Anyone who has ever grieved the end of all their hope and joy can begin to imagine the burden these women bear. The last few days have rehearsed for us once again the mystery of why and how God’s love for us is demonstrated in events that rip open our hearts. We have seen Jesus say goodbye to his friends, tenderly washing their feet, and turning the remembrance of God’s salvation from slavery into a feast of celebration of the freedom from sin and fear. They don’t know yet how the night will turn from one that seems sad to one of horror. Jesus will be snatched from them, and their hope for all that he promised will be turned upside down as he is interrogated, brought to trial, and killed in the most horrendous and humiliated death. We listened to the story Friday night, and I was slammed up against all the the events in my life that have robbed me of hope and made me wonder where God was and how these things could possibly be happening to me.
All the conversations I’ve had in the last few weeks have been about death and grief and about dashed hopes and echoed those questions, “How could God…..?” “How will I ever…..?” “What CAN I count on?”
And I realize I have been holding my breath, waiting for the message of Easter to shine a light through the despair that seems to surround us. Maybe you came here this morning hoping for some light, too. Or maybe you just came because you just do for Easter, even if you don’t really believe that it makes much difference, one way or the other.
“Remember how he told you..that the Son of Man must be handed over….and crucified, and on the third day rise again?” The dazzling men tell the women. Then it begins to make sense to them, but when they go off to tell the other disciples, they are thought to be nuts. The Greek word is leros, the one translated “an idle tale.” We get our word delirious from it. No one in this story says, “Oh, yeah. (head slap) I remember what Jesus said. Oh, sure.” Resurrection, new life from old is not the way we think of things. And yet God always brings new life from death. Have you lost the person who meant the most to you in the world? Have you lost the relationship that grounded you? Have you suffered the imagined losses as you see parents grieve the tragic loss of their babies? Have you faced the reality of your own mortality? We don’t say (head slap), “Oh, yeah, God works through death and resurrection! I get it!” We grieve. We are stripped down to our most vulnerable, naked selves. And God gets it.
God totally get vulnerability. Jesus’s life begins as the most vulnerable, a human infant, homeless, a persecuted refugee, the cause of fear so vicious that all the babies in Bethlehem are murdered. His whole life was lived on the road, dependent on strangers and supporters as he taught. His teaching of God’s word was such a threat to the religious authorities of his day that they constantly hounded him, determined from the very beginning to silence him and his influence. In Jesus’ life, God experienced every vulnerability and injustice ever experienced by humans. In the final brutality inflicted on Jesus, God experienced the loss of an only child, ripped from his heart.

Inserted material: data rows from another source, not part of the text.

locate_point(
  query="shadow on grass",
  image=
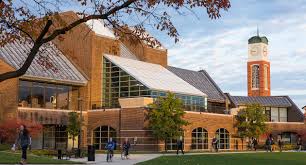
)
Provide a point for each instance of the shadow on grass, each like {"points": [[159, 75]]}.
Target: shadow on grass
{"points": [[8, 157]]}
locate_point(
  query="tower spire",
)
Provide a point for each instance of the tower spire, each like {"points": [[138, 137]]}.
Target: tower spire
{"points": [[257, 31]]}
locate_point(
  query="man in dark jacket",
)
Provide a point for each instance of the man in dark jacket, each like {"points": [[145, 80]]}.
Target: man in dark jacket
{"points": [[180, 146], [23, 139]]}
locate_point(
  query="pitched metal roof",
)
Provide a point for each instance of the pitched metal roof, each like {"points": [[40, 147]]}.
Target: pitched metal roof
{"points": [[126, 53], [154, 76], [200, 80], [16, 53], [274, 101]]}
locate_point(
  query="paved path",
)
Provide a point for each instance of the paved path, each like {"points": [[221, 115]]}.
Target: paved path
{"points": [[133, 159], [136, 158]]}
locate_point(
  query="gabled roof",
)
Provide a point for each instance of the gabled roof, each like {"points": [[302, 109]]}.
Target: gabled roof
{"points": [[200, 80], [15, 54], [294, 113], [154, 76], [274, 101]]}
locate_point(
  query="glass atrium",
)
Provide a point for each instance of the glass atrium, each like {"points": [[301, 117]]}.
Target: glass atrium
{"points": [[118, 83]]}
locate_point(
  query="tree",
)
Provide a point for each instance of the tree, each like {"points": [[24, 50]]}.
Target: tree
{"points": [[39, 21], [166, 118], [9, 129], [251, 121], [73, 127]]}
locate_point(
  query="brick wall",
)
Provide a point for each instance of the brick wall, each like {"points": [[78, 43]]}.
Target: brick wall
{"points": [[147, 54], [8, 94], [261, 91]]}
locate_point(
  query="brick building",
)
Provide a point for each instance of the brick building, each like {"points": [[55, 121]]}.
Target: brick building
{"points": [[111, 82]]}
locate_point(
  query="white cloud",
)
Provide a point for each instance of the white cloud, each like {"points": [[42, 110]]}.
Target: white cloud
{"points": [[224, 53]]}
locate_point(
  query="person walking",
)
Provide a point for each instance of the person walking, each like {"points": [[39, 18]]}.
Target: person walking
{"points": [[255, 143], [110, 146], [23, 139], [180, 146], [215, 144], [126, 147], [269, 144], [280, 144], [299, 144]]}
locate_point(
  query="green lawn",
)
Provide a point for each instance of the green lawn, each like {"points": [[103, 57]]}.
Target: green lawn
{"points": [[7, 157], [232, 159]]}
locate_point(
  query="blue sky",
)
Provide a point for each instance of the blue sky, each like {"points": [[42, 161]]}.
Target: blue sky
{"points": [[220, 46]]}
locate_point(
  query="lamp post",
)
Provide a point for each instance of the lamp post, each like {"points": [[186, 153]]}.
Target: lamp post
{"points": [[81, 120]]}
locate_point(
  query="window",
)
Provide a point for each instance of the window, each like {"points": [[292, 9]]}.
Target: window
{"points": [[289, 137], [255, 76], [119, 84], [274, 114], [172, 143], [55, 137], [102, 135], [266, 77], [268, 113], [279, 114], [62, 97], [223, 137], [37, 98], [283, 114], [24, 94], [199, 139], [50, 96]]}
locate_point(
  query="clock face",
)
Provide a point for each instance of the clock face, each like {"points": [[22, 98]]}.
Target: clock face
{"points": [[265, 51], [254, 50]]}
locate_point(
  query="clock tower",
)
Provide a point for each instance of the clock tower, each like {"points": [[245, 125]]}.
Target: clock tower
{"points": [[258, 66]]}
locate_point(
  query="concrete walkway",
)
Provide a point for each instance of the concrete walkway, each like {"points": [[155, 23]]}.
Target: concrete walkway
{"points": [[133, 159], [137, 158]]}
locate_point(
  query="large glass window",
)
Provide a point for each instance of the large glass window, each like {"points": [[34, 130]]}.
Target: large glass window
{"points": [[255, 76], [119, 84], [50, 96], [199, 139], [223, 138], [102, 135]]}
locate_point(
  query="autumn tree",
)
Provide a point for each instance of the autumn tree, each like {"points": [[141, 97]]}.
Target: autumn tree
{"points": [[34, 21], [165, 117]]}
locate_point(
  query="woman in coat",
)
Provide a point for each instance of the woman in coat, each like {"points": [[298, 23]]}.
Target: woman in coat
{"points": [[23, 139]]}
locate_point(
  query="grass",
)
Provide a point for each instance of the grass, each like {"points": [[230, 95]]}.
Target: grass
{"points": [[7, 157], [276, 158]]}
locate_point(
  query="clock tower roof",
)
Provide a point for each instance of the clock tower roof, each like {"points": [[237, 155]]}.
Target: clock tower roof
{"points": [[258, 39]]}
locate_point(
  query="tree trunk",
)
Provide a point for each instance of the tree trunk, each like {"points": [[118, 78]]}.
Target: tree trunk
{"points": [[242, 142], [72, 142], [165, 145]]}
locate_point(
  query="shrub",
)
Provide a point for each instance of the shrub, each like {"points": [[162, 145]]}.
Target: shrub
{"points": [[5, 147], [44, 152]]}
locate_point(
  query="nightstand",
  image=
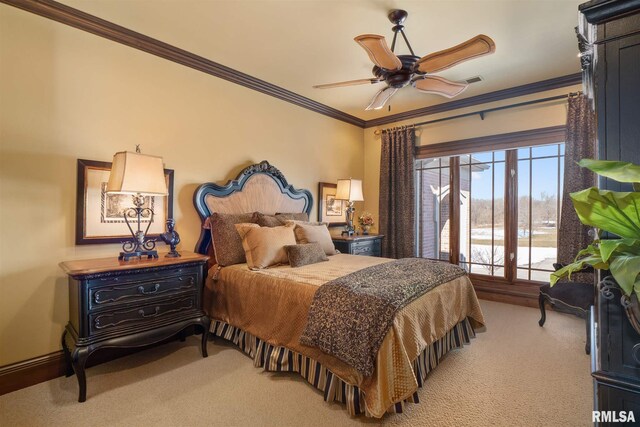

The story of Easter is once and for all time the answer to such vulnerability and injustice, because Jesus is the first fruits of God’s love for all humanity. That means that the power of God’s love that raised Jesus from death is the power of love that surrounds us and brings us beyond the power of death to write the end of our story. The promise offered to us in that Baby of Bethlehem is sealed in the resurrection of Jesus. We, too, will rise, just as Jesus rose. Certainly in the next life, we will rise with Jesus, but in this life, too, we become new through every exchange with loss, with every new beginning. In our tender newness, we remember that all our loves and joys and every breath is a gift. God’s love completes us, cleanses us of our failures and shortcomings and welcomes us, just as we are. We are not required to be or do anything to be lifted by that love and given the freedom to live out of it. The new life we share gives us eyes to see others through the love that has been offered to us. And that love is the power that makes it possible to be loving. If Christ is the first fruit of God’s love and new creation, then we are the fruit of it as well.
Whatever burden you brought with you today, you are invited to leave in that empty tomb, and to rise with Jesus into the new life that awaits you. Whatever joy you came to celebrate, you are invited to lift to heaven with gratitude. Welcome to your new life in Christ. Welcome to Easter. Christ is risen! Alleluia!
Now I pray that through God’s glorious riches you may be strengthened with power through the Holy Spirit in your inner being so that Christ may dwell in your hearts through faith. Amen.